The usual leave-one-out predictive distribution would be
p(\tilde{y}_{37} | x_ {37}, g_{37}=8, \phi, \theta_8)p(\phi,\theta_8|y_{-37},x_{-37},g_{-37})d\phi\theta.
Do you mean that you would now want to use instead a predictive distribution that is p(\tilde{y}_{37} | x_ {37}, g_{37}=?, \phi, \theta_?)p(\phi,\theta_?|y_{-37},x_{-37},g_{-37})d\phi\theta,
where ? is unknown group among the existing groups, or not yet seen group?

Yes, this is exactly my question, while I only thought of either ? = 8 or ? being a not yet seen group, here.
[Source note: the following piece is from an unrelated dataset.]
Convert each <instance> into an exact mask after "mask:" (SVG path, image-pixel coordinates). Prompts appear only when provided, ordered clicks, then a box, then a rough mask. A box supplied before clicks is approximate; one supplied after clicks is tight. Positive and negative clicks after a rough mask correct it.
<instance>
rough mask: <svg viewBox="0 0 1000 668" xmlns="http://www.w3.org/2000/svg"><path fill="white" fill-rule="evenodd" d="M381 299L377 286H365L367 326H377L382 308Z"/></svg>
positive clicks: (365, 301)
But in a very related question (interposed below) I also thought about ? being an unknown group among the already seen ones.

My understanding of the motivation for a hierarchical model with \theta_i \sim D(\phi) for i = 1, \dots, 10, where D is some distribution, is to learn about the \theta of the general population, i.e. of a random, probably not yet seen group. So, I would want to use the leave-one-out predictive distribution

\int \int p(\tilde{y}_{37} | x_ {37}, g_{37}=?, \phi, \theta_?)p(\phi,\theta_?|y_{-37},x_{-37},g_{-37})d\phi d\theta_{?},

for ? being a random, probably not yet seen group, and I would just integrate over \theta_{?}. Correspondingly, I would draw a random \theta_{?} \sim D(\phi) for computing the exact \texttt{log_lik} in each iteration of my stan program.

This question is related to another question I encountered:
Should one do posterior predictive checks for ? being an unknown group among the existing groups (I did this by forward simulating data for ? = 1,\dots,10 and then pooling.) or for ? being a not yet seen group (I did this by forward simulating data while sampling \theta \sim D(\phi | y, x, g).)? I did both, but I think the second option is what I should do as I want to learn something about the general population and not the groups I have seen. In my application, the second option did match less with the data (I just did a graphic check by plotting histograms of the simulated data and the true data on top of each other.), but I think that this could go in both directions depending on how different the \theta_i's are and on how well D represents them. Does this make sense? What option for the posterior predictive check is recommended? (I don’t yet know the literature very well, sorry. But I try to fill in my gaps.)